# Examples for Week 7: Parsing. Tagalog Syntax
Dartmouth College, CS 72/LING 48, Winter 2024<br>
Kenneth Lai (Kenneth.Han.Lai@dartmouth.edu)

NLTK Rule-Based Parsing<br>
https://www.nltk.org/book/ch08.html

Example of NLTK parsing with a Context-Free Grammar. Examples from Tagalog.

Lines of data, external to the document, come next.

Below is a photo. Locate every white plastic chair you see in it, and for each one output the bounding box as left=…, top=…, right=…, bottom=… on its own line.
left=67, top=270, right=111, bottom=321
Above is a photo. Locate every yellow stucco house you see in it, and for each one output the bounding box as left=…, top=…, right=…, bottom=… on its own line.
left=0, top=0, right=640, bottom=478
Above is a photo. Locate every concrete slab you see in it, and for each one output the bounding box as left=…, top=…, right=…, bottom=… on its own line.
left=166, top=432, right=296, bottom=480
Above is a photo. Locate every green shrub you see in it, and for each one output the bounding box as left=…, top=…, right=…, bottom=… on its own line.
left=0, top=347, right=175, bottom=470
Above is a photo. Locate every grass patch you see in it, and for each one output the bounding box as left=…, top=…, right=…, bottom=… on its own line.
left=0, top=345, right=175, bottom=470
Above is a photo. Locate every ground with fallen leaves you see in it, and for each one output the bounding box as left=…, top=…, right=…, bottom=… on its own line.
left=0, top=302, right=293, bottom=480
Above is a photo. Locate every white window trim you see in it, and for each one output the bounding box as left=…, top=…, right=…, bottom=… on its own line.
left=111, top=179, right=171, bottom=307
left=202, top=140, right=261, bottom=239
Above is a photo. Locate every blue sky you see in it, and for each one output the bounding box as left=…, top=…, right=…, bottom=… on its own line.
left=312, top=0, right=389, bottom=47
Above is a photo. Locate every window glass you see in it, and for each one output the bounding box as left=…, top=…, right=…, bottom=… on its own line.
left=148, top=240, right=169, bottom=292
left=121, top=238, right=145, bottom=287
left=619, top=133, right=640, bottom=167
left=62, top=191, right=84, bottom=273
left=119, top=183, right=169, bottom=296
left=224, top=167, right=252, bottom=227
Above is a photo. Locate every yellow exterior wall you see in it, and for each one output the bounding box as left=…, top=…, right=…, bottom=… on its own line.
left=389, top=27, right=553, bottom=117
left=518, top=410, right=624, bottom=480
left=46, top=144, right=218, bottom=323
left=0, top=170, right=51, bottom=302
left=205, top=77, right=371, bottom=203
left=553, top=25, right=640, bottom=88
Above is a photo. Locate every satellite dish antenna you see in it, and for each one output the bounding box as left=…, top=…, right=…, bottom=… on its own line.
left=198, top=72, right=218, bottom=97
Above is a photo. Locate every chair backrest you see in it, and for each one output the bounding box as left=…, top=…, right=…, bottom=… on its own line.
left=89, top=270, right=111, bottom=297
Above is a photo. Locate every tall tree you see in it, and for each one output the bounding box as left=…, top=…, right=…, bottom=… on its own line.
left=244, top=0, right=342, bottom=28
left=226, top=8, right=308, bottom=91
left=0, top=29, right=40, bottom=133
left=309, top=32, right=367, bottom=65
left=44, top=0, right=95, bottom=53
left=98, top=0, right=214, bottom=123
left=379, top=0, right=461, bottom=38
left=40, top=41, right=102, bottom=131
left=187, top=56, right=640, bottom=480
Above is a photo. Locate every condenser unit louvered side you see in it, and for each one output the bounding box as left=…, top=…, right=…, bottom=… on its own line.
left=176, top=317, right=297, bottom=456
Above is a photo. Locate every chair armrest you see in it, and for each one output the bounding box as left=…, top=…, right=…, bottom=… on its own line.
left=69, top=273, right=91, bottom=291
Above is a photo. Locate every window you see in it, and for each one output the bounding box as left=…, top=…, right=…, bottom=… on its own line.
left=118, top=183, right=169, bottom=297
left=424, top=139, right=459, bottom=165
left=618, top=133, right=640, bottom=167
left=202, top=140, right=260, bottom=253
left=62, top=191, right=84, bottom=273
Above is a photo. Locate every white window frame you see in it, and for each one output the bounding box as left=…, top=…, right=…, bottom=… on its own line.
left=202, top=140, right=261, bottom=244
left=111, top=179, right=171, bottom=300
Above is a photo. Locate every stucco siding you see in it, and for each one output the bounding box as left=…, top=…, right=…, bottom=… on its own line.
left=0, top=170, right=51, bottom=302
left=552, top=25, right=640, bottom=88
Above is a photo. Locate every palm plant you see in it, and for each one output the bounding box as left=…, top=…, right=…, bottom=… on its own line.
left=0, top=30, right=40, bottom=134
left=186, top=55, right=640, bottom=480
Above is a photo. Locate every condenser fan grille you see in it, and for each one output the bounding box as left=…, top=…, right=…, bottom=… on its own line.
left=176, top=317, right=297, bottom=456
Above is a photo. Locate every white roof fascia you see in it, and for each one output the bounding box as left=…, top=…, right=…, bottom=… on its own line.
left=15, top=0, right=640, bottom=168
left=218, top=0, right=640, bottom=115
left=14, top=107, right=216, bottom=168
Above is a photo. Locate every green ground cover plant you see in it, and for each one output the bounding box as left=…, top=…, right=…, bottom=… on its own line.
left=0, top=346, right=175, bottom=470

You can copy-paste the square bracket parses into any website that draws syntactic trees:<br>
http://mshang.ca/syntree/

In [1]:
import nltk

In [2]:
# This function splits the phrase into spaces and tries to get all of the
# possible parses for the sentence according to the grammar. Its inputs are the
# phrase to be parsed and the grammar that will be used for parsing.
def getTree(phraseToBeParsed, grammar):
    trees = []
    sent = phraseToBeParsed.split()
    rd_parser = nltk.RecursiveDescentParser(grammar)
    for tree in rd_parser.parse(sent):
        # print with square brackets
        t = str(tree).replace("(","[").replace(")","]")
        trees.append(t)
    return trees

In [3]:
grammarTagalog = nltk.CFG.fromstring("""
  
  S  -> VP NP
  VP -> V | V NP | V NP PP
  NP -> DET N | N
  PP -> PREP NP

  V    -> "Dumating" | "Nagbasketbol" | "Sumulat" | "Nagbigay"
  N    -> "lalaki" | "Juan" | "ako" | "libro" | "babae"
  DET  -> "ang" | "si" | "ng"
  PREP -> "sa"

  """)

In [4]:
print("\n1: The man has arrived")
for t in getTree("Dumating ang lalaki", grammarTagalog):
    print(t)
    
print("\n2: Juan plays basketball")
for t in getTree("Nagbasketbol si Juan", grammarTagalog):
    print(t)
    
print("\n3: I wrote")
for t in getTree("Sumulat ako", grammarTagalog):
    print(t)
    
print("\n4: The man gave the woman a book")
for t in getTree("Nagbigay ng libro sa babae ang lalaki", grammarTagalog):
    print(t)


1: The man has arrived
[S [VP [V Dumating]] [NP [DET ang] [N lalaki]]]

2: Juan plays basketball
[S [VP [V Nagbasketbol]] [NP [DET si] [N Juan]]]

3: I wrote
[S [VP [V Sumulat]] [NP [N ako]]]

4: The man gave the woman a book
[S
  [VP
    [V Nagbigay]
    [NP [DET ng] [N libro]]
    [PP [PREP sa] [NP [N babae]]]]
  [NP [DET ang] [N lalaki]]]